Savdeep Sohi: “Right now, it’s like a buildup of mixed emotions. There are times where I get goosebumps thinking about how strong everyone is at the protest sites. But at the same time, I just feel so heartbroken, thinking of people who are old enough to be my grandparents, who are facing so much injustice.” 

Mandeep Kaur: “I would say that this is not something new [...] as a Sikh. It’s still very disturbing. There are a lot of emotions that I’m feeling because this kind of [dicrimination] has happened before, and is happening again. I feel like people are now realizing that it’s not really a democracy, but rather [...] an oppressive government to minorities under the Indian state.”

“[With the government controlling the media], they are able to change the narrative. I feel like the moment you don’t have the media, it’s easy to misguide reality, and that’s what’s been happening.” For Kaur, the police are being depicted as the victim and the protesters as the aggressors.

Have you been in contact with family back home who might be involved in the protests?
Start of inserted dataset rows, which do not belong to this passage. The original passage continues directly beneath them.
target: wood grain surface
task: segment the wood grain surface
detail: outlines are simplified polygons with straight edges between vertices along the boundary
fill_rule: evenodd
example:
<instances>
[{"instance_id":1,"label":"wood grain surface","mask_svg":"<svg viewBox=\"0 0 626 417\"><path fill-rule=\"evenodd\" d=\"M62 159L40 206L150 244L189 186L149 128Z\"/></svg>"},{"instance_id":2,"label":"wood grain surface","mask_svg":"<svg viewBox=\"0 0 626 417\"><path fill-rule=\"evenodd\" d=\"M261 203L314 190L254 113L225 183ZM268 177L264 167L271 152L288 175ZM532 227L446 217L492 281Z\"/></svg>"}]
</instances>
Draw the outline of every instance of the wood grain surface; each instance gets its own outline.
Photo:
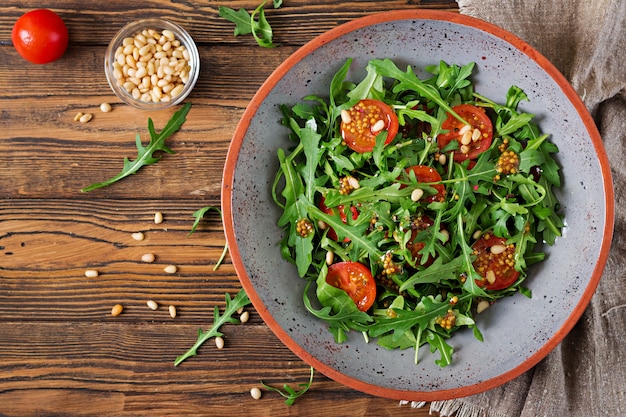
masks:
<instances>
[{"instance_id":1,"label":"wood grain surface","mask_svg":"<svg viewBox=\"0 0 626 417\"><path fill-rule=\"evenodd\" d=\"M173 362L206 329L224 293L241 287L227 257L222 224L210 212L194 234L193 212L218 207L222 169L235 125L265 78L298 47L352 19L393 9L456 10L452 0L284 0L267 8L275 49L218 16L220 5L255 1L3 0L0 4L0 415L1 416L426 416L342 386L317 372L291 407L276 393L250 396L260 381L298 387L309 366L284 347L252 307L243 325L226 325L225 347L212 342L178 367ZM271 3L271 2L270 2ZM62 59L34 65L13 49L23 13L50 8L64 19L70 45ZM136 156L175 109L149 112L121 104L104 72L106 46L127 22L159 16L183 25L198 44L201 73L176 154L91 193ZM99 105L109 102L110 113ZM77 112L93 113L86 124ZM155 224L154 214L164 221ZM143 232L137 241L132 233ZM141 261L152 253L153 263ZM175 274L164 272L176 265ZM86 277L94 269L97 277ZM155 311L148 300L159 304ZM118 317L114 304L124 306ZM172 319L168 306L177 308Z\"/></svg>"}]
</instances>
How have they been coping with the events?

I think of the generations or farming families that currently feel helpless and cornered by the law, just as my family once did decades ago.

Savdeep Sohi: “[My uncle] is a farmer, but he has not been speaking much to us because they’ve been having problems with the internet shutdowns and [phone lines] not working, and that is because of the government.” 

“After all the hard work [he has poured into farming], he does not get paid enough.” Sohi compares the situation to that of an employer who controls their employees’ wage. “They’re already in dept, so what are they going to do?”

Mandeep Kaur: “[My family in India] went to a few protests, but they are not in Delhi, so it is not the same thing. When the protests were in Punjab, they did participate [...] Obviously, they are against the laws and are frustrated.”

What are your thoughts about journalists whose voices are being shunned? Do you agree that this is a violation of freedom of expression for the Indian free press?

Savdeep Sohi: “The government doesn’t want people to see the reality of what’s happening over there because these journalists are fighting for what’s right, and are trying to share what’s been going on with the world.” 

“The journalists there help us to better understand what’s really going on, and they are being detained, taken away, assaulted, and abducted. I’ve already named four human rights that have been violated.”

Mandeep Kaur: “Unfortunately, I’m not surprised at all. It’s in history. As a Punjabi and as a Sikh, it’s not new. It’s always been the same tactics: Silencing anyone who tries to raise their voice and labeling them as terrorists [...] and then you have the kidnappings, especially when it comes to women, like Nodeep Kaur. It’s quite normal for the state to suppress women who are trying to speak up. Now especially, I feel like citizens are trapped because they don’t have support from the media either.” 

The truth is that religious differences of opinions have always created divides for minorities in the country, dating back to post-colonial times. The Indian government has a lot of work to do if it wants to truly showcase its supposedly accepting culture. So much for being “the biggest democracy in the world.”

This crisis has some personal significance for me. My paternal grandparents were refugees from Amritsar, a city populated by a large Sikh community. Religious differences were the key factor that forced them to flee to Pakistan right as both nations were separating in 1947. They left the Hindu religion and had converted to Christianity, which was not accepted by the overall religious community whatsoever. 

Although the situation of my family differs from that of farmers today, I can’t help but think of the ongoing violence in the very state that they once lived in. I think of the generations or farming families that currently feel helpless and cornered by the law, just as my family once did decades ago. 

If the Indian government hopes to reunite its citizens in the name of solidarity, it is high time that they begin listening to the peoples’ demands. Addressing the inequalities in between different communities at the parliamentary level could give voice to the voiceless. Only then can it truly take credit for being the world’s largest democratic body.